Computing Community Consortium Blog

The goal of the Computing Community Consortium (CCC) is to catalyze the computing research community to debate longer range, more audacious research challenges; to build consensus around research visions; to evolve the most promising visions toward clearly defined initiatives; and to work with the funding organizations to move challenges and visions toward funding initiatives. The purpose of this blog is to provide a more immediate, online mechanism for dissemination of visioning concepts and community discussion/debate about them.


Computing and Healthcare: New Opportunities and Directions

November 1st, 2012 / in CCC, research horizons / by Kenneth Hines

The following is a special contribution to this blog from the Gregory Hager (Johns Hopkins University) and Elizabeth Mynatt (Georgia Tech), co-chairs of the Computing Community Consortium’s visioning workshop on health information technology – Computing and Healthcare: New Opportunities and Directions– held last month in Bethesda, Maryland. The committee summarizes some of the highlights of the workshop.

Computing and Healthcare have been receiving a great deal of attention in recent years. For example the Institute of Medicine (IOM) Roundtable on Value & Science-Driven Healthcare has issued a series of reports, the most recent of which, “Best Care at Lower Cost: The Path to  Continuously Learning Healthcare in America.” provides a list of recommendations, many of which involve the integration and/or innovation of computing for healthcare research, delivery, and assessment.

One of the challenges in Computing and Healthcare has been the segmentation of the communities involved  – including biomedical informatics, computer science, clinical medicine and public health. As part of its continuing efforts to advance computing research, the Computing Community Consortium recently organized a workshop, entitled Computing and Healthcare: New Opportunities and Directions led by Beth Mynatt from Georgia Tech and Greg Hager from Johns Hopkins, and co-organized with Christopher Chute (Mayo Clinic), Deborah Estrin (Cornell Tech – NYC), Susan Graham (University of California, Berkeley), Eric Horvitz (Microsoft Research), Kevin Johnson (Vanderbilt University), and Kevin Patrick (University of California, San Diego). The goal of this workshop was to take the first steps toward bringing these communities together and releasing the potential of cross-community collaboration. 
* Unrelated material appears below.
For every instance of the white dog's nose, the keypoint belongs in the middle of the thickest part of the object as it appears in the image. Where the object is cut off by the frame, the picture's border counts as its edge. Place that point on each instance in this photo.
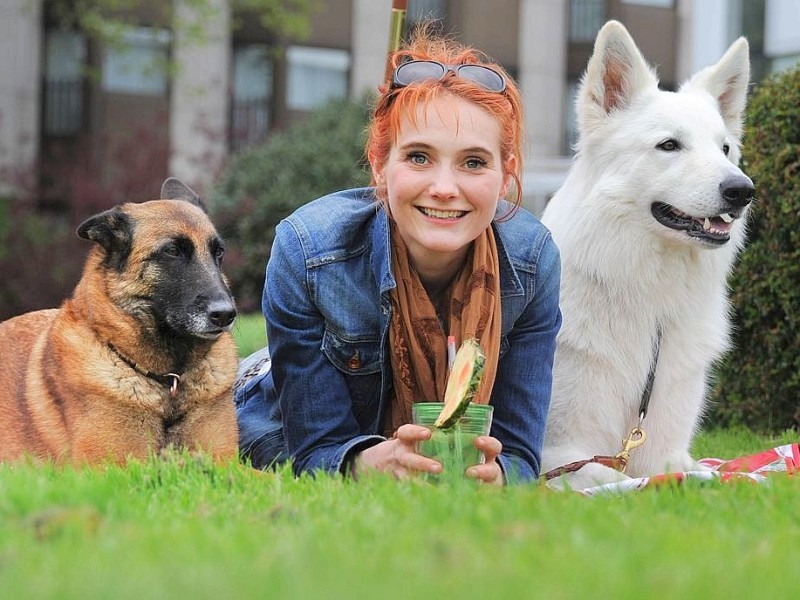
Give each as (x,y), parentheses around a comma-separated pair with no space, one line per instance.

Dr. J. Michael McGinnis, Senior Scholar at the IOM, kicked off the symposium by providing a compelling perspective on the current and future challenges of healthcare in the digital age. Officials from NSF and NIH provided their perspectives on the challenges and opportunities from their perspective, and affirmed their desire to work together to better unite all of the stakeholders in this area of national importance.

The remainder of the symposium was organized around three themes: Exploiting Data in Abundance, Creating Systems for Collaborative Care, and Focusing on Patient Engagement. Cutting across these themes were a focus on systems-level thinking, and on the exploitation of population level thinking that moves beyond the confines of the traditional healthcare apparatus. Breakout groups discussed a variety of focused questions, all with the goal of answering four key questions:

1)   What are un(der)recognized, poorly understood or unrealized opportunities for enhancing healthcare using advances in computing coupled with system-scale (re)engineering?

2)   What are fundamental technical and non-technical barriers making progress on the above?

3)   What are the basic and applied scientific questions that these barriers pose?

4)   How can we measure progress, and what “instrumentation” of the healthcare system would be necessary to measure that progress?

Over 100 individuals from a remarkable variety of disciplines participated in the workshop. Each of the breakouts contributed to a workshop wiki, a valuable record of discussion that will be used to produce a “road map” of objectives aimed at producing a true community around Healthcare and Computing.